These are just some of the recommendations made by a city-appointed reparations committee tasked with a thorny question: What would it take to atone for the centuries of U.S. slavery {Bullshit. Slavery in the United States existed for less than 100 years: 1776 to 1865 is not "centuries"} and generations of systemic racism that continue to keep Black Americans on the bottom rungs of health, education and economic prosperity, and over-represented in prisons and homeless populations?
Apparently some Black Americans are just completely unaffected by all that systemic racism holding them down. Oprah Winfrey, Clarence Thomas, Barrack Obama, Ben Carson, Colin Powell, and others managed just fine. George Washington Carver had demonstrated, as had dozens of other notable achievers that doing, not whining is the key to success, just the same as it is for people of any color.
While 'generational wealth' is a nice springboard for some, most of that is gone by the 2nd or 3rd generation, so there are no guarantees anyone is going to start out any better than the next person, and some of the most successful started with little more than an idea and built on that--and built empires in a generation.
You want education? Go to the Library and learn.

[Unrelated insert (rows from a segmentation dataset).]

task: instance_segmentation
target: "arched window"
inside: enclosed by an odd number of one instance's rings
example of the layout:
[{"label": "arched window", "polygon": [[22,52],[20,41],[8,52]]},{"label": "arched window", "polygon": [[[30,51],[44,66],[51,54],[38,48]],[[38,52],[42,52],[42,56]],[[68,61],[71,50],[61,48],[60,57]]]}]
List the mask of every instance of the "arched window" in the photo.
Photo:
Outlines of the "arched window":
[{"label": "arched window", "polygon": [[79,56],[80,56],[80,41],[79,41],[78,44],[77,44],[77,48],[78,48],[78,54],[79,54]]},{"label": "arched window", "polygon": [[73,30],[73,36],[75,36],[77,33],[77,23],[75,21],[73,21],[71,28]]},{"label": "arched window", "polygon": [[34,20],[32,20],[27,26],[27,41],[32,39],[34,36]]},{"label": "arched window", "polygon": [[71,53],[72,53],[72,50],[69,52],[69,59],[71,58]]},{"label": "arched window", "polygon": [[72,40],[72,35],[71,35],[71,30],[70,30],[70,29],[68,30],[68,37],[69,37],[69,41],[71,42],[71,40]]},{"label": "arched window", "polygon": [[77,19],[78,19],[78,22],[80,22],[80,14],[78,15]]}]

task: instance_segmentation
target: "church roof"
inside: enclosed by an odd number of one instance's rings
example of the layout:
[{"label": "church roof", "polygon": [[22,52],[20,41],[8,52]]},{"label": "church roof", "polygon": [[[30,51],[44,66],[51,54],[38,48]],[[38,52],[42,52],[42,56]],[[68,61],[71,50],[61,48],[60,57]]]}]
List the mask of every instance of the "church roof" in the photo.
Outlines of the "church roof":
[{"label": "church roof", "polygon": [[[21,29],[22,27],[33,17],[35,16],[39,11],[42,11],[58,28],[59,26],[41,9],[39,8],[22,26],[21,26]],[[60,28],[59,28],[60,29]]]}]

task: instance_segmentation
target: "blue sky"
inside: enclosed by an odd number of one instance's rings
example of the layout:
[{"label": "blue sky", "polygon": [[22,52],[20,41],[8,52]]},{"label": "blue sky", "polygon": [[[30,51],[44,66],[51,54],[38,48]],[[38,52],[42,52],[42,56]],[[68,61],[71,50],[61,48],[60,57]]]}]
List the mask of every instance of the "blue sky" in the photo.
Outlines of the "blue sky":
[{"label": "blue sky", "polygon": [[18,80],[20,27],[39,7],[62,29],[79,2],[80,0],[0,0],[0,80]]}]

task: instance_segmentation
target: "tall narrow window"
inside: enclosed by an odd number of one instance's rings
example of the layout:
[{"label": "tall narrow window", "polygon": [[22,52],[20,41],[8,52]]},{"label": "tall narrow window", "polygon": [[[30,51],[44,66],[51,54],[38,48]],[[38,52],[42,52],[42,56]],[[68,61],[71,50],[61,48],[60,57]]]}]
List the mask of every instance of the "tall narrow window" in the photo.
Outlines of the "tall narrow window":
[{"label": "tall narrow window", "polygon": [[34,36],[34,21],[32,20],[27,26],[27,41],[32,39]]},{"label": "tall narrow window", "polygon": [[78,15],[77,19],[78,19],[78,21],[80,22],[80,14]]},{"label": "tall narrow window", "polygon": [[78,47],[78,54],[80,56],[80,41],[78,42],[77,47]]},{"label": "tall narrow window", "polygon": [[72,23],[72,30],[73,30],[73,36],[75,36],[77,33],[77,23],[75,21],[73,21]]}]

You want success? Work hard, learn how to make the fruits of your labors work for you, and don't piss them away on trinkets and superficialities. If only I had known then what I know now.
But beyond the money, wealth is more than just stuff, it's family, it's that next generation with one or two inspired to carry a torch forward for the benefit of all, not just every man for himself.
Iron bars do not a prison make nor chains a captive. Until those who claim to suffer from bondage free themselves from the notion that their success depends on anyone but themselves (and perhaps The Almighty), they will not be free, and no amount of money will ever change that.